Issam, the landowner who grew up listening to Um Mahmoud singing, inherited a large number of fields from his father, who had inherited them from his father before that. Issam has worked in agriculture since he was a kid, learning from his grandfather and father. His face is tanned due to the permanent exposure to the sun. Just like the women, he starts working at dawn and doesn’t leave until the afternoon or evening. When all crops in a field have been harvested, he turns on his tractor, lights up a cigarette and starts ploughing the soil, preparing it for the next cultivation. At sunset, the plains get a rest as the water sprinklers start their job to water the fields.

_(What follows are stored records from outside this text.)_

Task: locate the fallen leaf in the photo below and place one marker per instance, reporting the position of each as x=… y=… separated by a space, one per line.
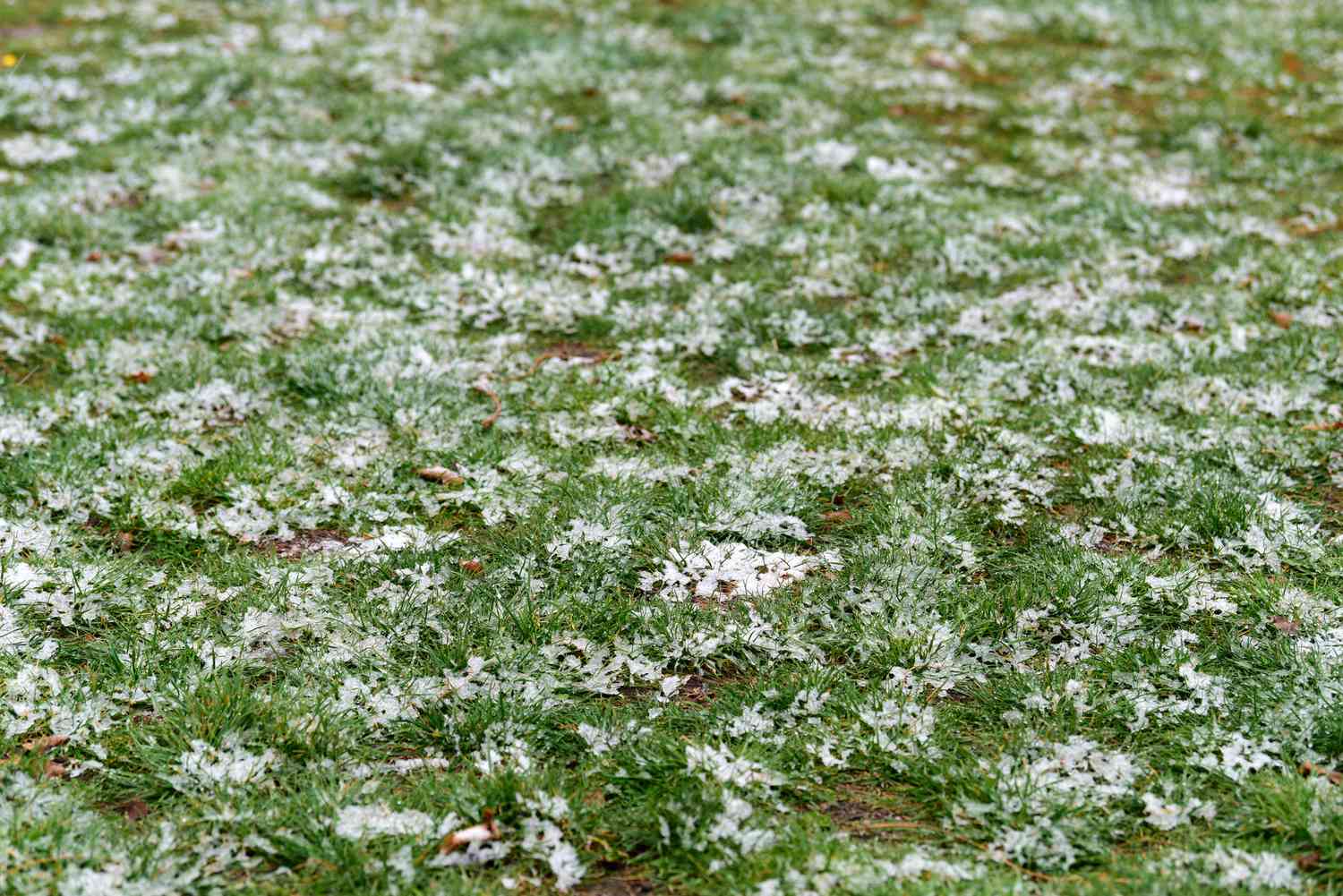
x=1294 y=66
x=1311 y=769
x=1286 y=627
x=133 y=809
x=499 y=405
x=481 y=833
x=940 y=61
x=46 y=745
x=440 y=474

At sunset, the plains get a rest as the water sprinklers start their job to water the fields.

Issam’s responsibilities don’t include direct interaction with the women and the girls, but with the shawish of each camp. It is the shawish who brings a set number of workers for each piece of land, and who is responsible for them showing up every day. Issam, based on what is needed, sometimes asks for people with specific harvesting skills – even if it is never sure that the shawish will respond to his request.

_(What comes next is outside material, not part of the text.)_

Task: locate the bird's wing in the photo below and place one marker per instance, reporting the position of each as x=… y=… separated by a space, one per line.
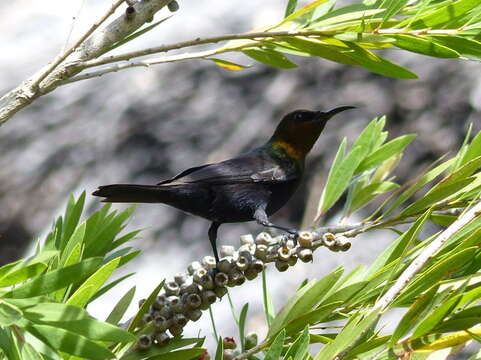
x=244 y=169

A camp, or tented settlement which is the term used in Lebanon, on the outskirts of Bar Elias in the Bekaa Valley

What is remarkable in this field of work is the absolute non-existence of any proof of labour agreements. The camp shawish says that all agreements are oral, that there is nothing written. The same goes for Issam.

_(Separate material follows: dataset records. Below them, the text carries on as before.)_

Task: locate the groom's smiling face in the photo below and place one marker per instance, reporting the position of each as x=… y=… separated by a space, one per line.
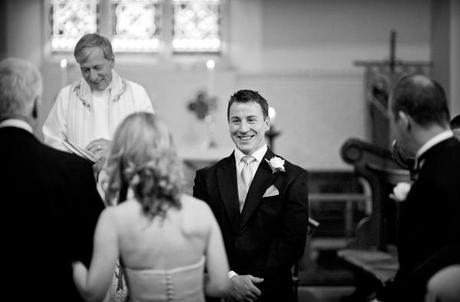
x=247 y=126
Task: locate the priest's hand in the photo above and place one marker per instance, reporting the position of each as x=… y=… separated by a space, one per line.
x=99 y=147
x=244 y=289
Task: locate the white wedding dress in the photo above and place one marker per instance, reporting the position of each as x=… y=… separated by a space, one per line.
x=181 y=284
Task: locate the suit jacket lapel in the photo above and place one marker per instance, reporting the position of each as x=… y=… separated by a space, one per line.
x=262 y=180
x=227 y=183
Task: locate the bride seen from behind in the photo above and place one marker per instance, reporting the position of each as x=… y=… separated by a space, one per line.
x=163 y=238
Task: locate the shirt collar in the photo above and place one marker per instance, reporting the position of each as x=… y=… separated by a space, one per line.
x=17 y=123
x=434 y=141
x=258 y=155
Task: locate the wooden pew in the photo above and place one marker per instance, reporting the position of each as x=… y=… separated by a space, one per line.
x=372 y=252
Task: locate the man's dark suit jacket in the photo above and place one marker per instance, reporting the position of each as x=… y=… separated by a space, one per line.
x=268 y=237
x=50 y=207
x=429 y=223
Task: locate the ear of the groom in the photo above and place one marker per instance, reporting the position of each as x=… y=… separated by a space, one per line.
x=405 y=120
x=35 y=108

“The basis of work deals is morality and trust, we don’t need papers and this is how work has been going on for a while now in the fields,” he says.

“The basis of work deals is morality and trust, we don’t need papers and this is how work has been going on for a while now in the fields.”

The wakeel or procurator is the main supervisor of all work in the fields, making sure that each cucumber ends up in the box. He also checks that no employee makes a mistake – or else, “she’ll have to go back and start again, making sure that she doesn’t overlook a single vegetable”.

“We don’t rest. We stop for a five minutes break and then head directly back to work. The first time we take a break during the day is at around 10 in the morning. We drink water quickly and don’t stop working unless the wakeel allows us to,” Aman, who recently moved to live in a camp along with her sister, says.

“There’s no other solution”

Many women speak about abuse and different forms of mistreatment in the fields.

“The landowners always scream at us and talk to us in a rude way. If something happens, like beatings or other types of physical abuse, we head back home, complain to our fathers or brothers who deal with the shawish, who in turn deals with the owner or procurator. Sometimes we go to the shawish directly, he always tells them to not shout or resort to violence when dealing with us,” Sanaa’ says.

These kinds of incidences should be seen in the context of a shift that has taken place in the field of agriculture in Lebanon in recent years. It is now considered mainly “a woman’s job”, and many men refrain from doing this kind of labour.

The abuse happens for different reasons, the women say, such as the landowner or procurator not being happy with the way the crops are cleaned and sorted.

“If we leave, no one will care. Our work options are very limited.”

“In such cases we feel insulted, as if we don’t have dignity. But we are obliged to remain silent and hang on because we need to work. We want to live and there’s no other solution. If we leave, no one will care. Our work options are very limited. If we had other options, we wouldn’t be here in the valley today,” Aman says.

The shawish, on his part, says that problems in general get solved quickly with understanding and discussion.

“I always make sure that things don’t get violent, this never happens,” he says.

But some of the women don’t agree and say that there are cases when the landowners and others hit the girls.

At the end of the day near sunset, the women arrange all boxes with crops in neat ways in the fields, ready to be picked up by the wholesaler and taken to the market. They then wait for the shawish to drive them back in the pick-up, and leave the fields and just-harvested plants behind.